In Practical Insights from an Empirical Study of Cooperative Lawyers in Wisconsin John Lande outlines the results of a 2008 survey and offers recommendations to policy leaders for improving the practice of cooperative lawyering.
"Not surprisingly, many lawyers are reluctant to use a cooperative approach routinely. Dispute resolution experts have suggested ways to change the game, but these are usually limited to ad hoc efforts “swimming upstream” in a culture of adversarial negotiation.
Many cases are now mediated, which has helped parties and lawyers to settle some cases.

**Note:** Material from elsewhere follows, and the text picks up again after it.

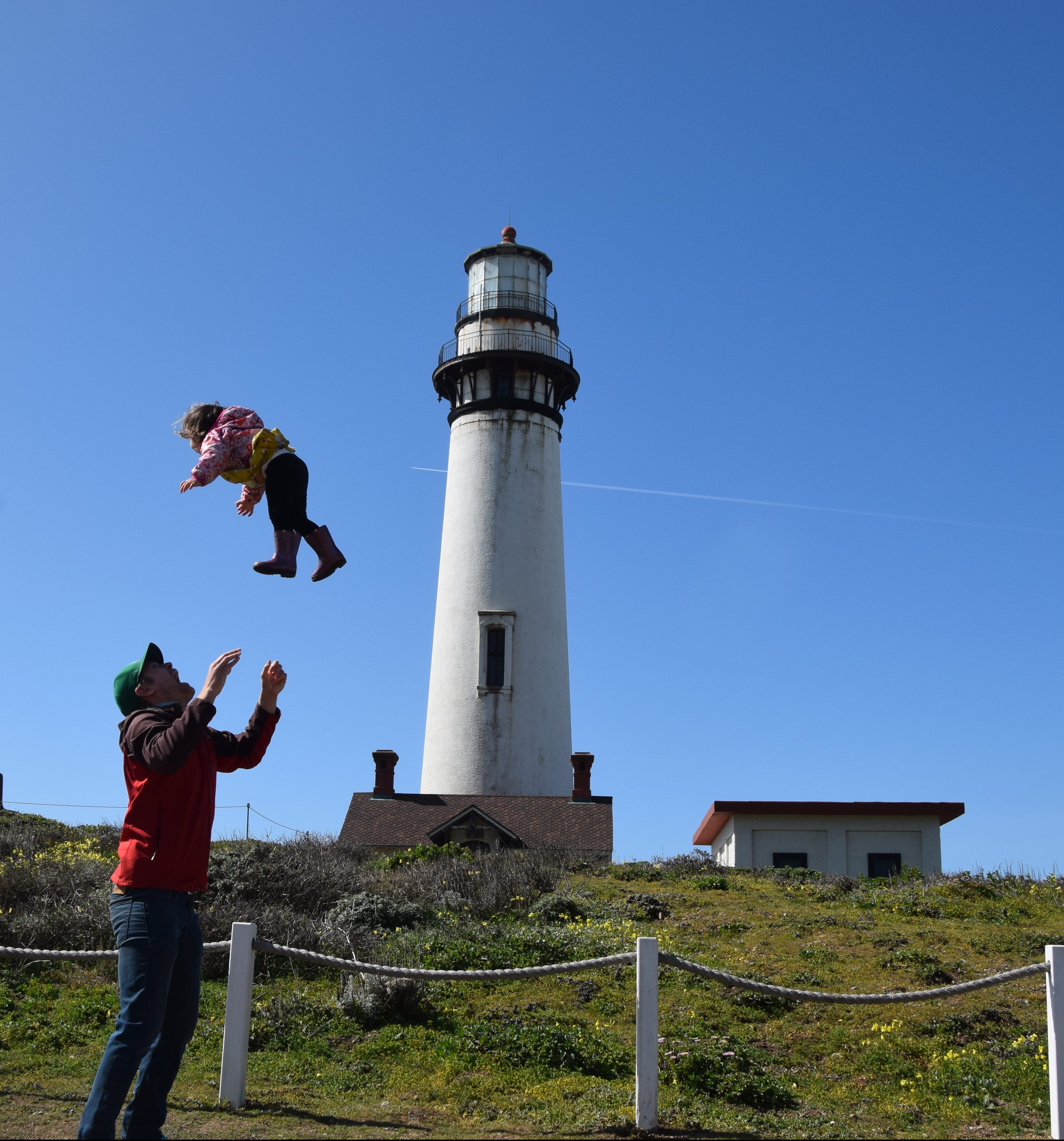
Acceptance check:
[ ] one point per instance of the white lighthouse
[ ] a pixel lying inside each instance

Court programs and policies mandating mediation have also helped lawyers avoid responsibility for initiating the process, thus addressing concerns about appearing weak.
Unfortunately, mediation of legal cases often takes place well after suits have been filed—sometimes only shortly before trial—and so it is often infused with adversary culture. The Collaborative Law4 movement has developed a process to reverse the traditional presumption of adversarial legal representation...
A small, new “Cooperative” movement has started to grow in the shadow of the Collaborative movement. Cooperative Practice is similar to Collaborative Practice in that both are designed to promote early and productive negotiation intended to benefit both parties. Conceptually, the key distinction is that Cooperative Practice does not include a disqualification agreement."